Dr. Roger Fielding Gives an Update on Sarcopenia Research

Roger A. Fielding, Ph.D., offers an honest take when he talks about the future of sarcopenia research. As the director of the Nutrition, Exercise Physiology and Sarcopenia Laboratory (NEPS) at the Jean Mayer USDA Human Nutrition Research Center on Aging at Tufts University in Boston, Mass., he has the expertise to know what he is talking about.

As anyone who studies sarcopenia knows, this condition has flown under the radar in clinical circles and has of yet not even been recognized as a disease by the Centers for Disease Control and Prevention (CDC) or the Food and Drug Administration (FDA).

“Depending on whom you talk to, there hasn’t been a lot of penetration thus far,” says Dr. Fielding, who is a member of AIM’s Science Advisory Board. “What is most surprising is that if you ask a lot of doctors, they don’t know about it.”

This reveals a sobering reality about a condition that could affect up to 50 percent of older adults.

“We’ve got to get more general practitioners to understand what it is,” he says. “Older patients need to know the problem they have getting up the stairs is because of loss of muscle. They know about arthritis and high blood pressure, but they don’t know that loss of muscle function is not some normal consequence of aging.”

While awareness among the general medical community has been lacking, there’s been progress on the regulatory front. The FDA has begun to take steps to recognize sarcopenia as a disease. This is extremely important. FDA recognition means it could approve a pivotal trial that targets aging-related sarcopenia.

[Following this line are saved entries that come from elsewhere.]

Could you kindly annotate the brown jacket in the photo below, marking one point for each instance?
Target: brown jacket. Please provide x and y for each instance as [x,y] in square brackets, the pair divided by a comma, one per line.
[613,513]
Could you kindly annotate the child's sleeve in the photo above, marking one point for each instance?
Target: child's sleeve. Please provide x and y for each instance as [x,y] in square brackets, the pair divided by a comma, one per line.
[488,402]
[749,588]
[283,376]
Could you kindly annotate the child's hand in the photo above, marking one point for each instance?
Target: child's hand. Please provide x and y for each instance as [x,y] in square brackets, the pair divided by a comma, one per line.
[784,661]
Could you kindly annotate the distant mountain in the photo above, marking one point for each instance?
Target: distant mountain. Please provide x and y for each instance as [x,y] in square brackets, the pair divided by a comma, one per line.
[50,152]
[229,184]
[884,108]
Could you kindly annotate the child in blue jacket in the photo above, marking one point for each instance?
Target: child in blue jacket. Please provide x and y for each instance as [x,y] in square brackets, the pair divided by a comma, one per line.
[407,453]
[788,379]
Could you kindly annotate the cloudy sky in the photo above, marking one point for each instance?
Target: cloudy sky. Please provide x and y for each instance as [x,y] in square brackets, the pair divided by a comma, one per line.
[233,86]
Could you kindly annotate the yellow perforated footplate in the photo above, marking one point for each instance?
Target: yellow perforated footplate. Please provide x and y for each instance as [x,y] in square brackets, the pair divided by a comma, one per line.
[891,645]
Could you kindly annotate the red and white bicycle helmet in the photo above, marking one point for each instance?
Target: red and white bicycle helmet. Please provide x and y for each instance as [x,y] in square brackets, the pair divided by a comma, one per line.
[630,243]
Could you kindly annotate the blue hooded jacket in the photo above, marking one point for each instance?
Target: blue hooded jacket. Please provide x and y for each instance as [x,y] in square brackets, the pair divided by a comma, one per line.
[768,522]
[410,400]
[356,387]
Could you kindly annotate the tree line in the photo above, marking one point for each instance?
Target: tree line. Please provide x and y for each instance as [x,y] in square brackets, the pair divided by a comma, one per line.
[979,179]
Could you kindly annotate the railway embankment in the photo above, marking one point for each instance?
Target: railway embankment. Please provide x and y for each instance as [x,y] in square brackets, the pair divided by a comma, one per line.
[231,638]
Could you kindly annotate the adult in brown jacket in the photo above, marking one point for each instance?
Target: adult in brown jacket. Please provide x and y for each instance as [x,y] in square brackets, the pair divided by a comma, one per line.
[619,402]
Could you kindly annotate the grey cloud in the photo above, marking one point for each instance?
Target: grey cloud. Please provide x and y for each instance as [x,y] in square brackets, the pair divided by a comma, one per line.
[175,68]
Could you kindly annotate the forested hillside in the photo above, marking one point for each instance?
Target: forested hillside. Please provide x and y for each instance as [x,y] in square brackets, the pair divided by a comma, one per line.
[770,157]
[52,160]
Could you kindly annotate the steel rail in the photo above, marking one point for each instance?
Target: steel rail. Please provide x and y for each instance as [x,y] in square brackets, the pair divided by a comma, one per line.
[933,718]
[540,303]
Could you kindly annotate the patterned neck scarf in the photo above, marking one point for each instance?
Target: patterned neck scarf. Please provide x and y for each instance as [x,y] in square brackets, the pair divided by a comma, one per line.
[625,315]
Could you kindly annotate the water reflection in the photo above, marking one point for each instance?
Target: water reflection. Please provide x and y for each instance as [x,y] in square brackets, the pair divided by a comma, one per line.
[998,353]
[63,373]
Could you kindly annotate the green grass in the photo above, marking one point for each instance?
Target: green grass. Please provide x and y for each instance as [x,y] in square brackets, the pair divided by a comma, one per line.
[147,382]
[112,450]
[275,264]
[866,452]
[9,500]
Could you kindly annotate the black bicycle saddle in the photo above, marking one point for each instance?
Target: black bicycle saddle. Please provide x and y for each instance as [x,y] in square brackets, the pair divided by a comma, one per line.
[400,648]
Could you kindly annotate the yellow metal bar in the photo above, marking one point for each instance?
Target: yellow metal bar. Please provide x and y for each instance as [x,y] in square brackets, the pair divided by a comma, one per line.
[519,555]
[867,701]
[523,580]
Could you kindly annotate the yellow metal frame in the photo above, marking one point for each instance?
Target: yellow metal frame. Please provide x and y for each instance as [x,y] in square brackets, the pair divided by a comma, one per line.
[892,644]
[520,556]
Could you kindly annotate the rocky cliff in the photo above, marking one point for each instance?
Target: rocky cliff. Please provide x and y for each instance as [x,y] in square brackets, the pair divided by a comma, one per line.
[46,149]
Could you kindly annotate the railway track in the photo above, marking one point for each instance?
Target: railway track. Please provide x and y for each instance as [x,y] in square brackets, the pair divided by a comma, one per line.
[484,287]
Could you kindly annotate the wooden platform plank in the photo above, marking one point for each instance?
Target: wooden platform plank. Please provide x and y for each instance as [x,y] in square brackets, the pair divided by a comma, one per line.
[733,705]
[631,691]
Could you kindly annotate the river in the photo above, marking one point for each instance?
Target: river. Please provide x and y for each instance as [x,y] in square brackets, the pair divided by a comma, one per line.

The CDC is considering a unique ICD-10 diagnosis code for sarcopenia, and the FDA is working with stakeholders to qualify performance-based measures to support regulatory assessment of sarcopenia treatments. Two outcome measures being evaluated are measurement of gait speed and performance scores from short physical performance battery (SPPB) tests.

The progress with regulators offers hope that the research currently being done by sarcopenia experts will translate into meaningful therapies down the road.

Dr. Fielding’s own research at the HNRCA has yielded important findings into how muscle loss affects older adults. A current research project involves the effect of a specific set of micro RNA, the cell’s “messengers,” on the formation of skeletal muscle as an individual ages. “We are trying to use cellular approaches to understand what these micro RNAs regulate and see how this affects protein synthesis in aging muscle,” notes Dr. Fielding.

His lab is also investigating the interaction between dietary protein and exercise and the potential benefit to older adults with muscle weakness.

Dr. Fielding believes prevention plays a major role in staving off sarcopenia as an individual gets older. This condition advances gradually over the years, and many people don’t even realize they have it until they exhibit debilitating weakness.

He also believes when the FDA accepts sarcopenia as a disease state, the gates will open for the development of therapies that will not only enable better treatment of the condition, but offer possible cures.

Dr. Fielding and his research team at the HNRCA are doing their important part to help make sure that older adults will one day have a chance to live without the limitations of sarcopenia.

And in the meantime, they’ll work to educate others about this condition and what they can do to prevent it.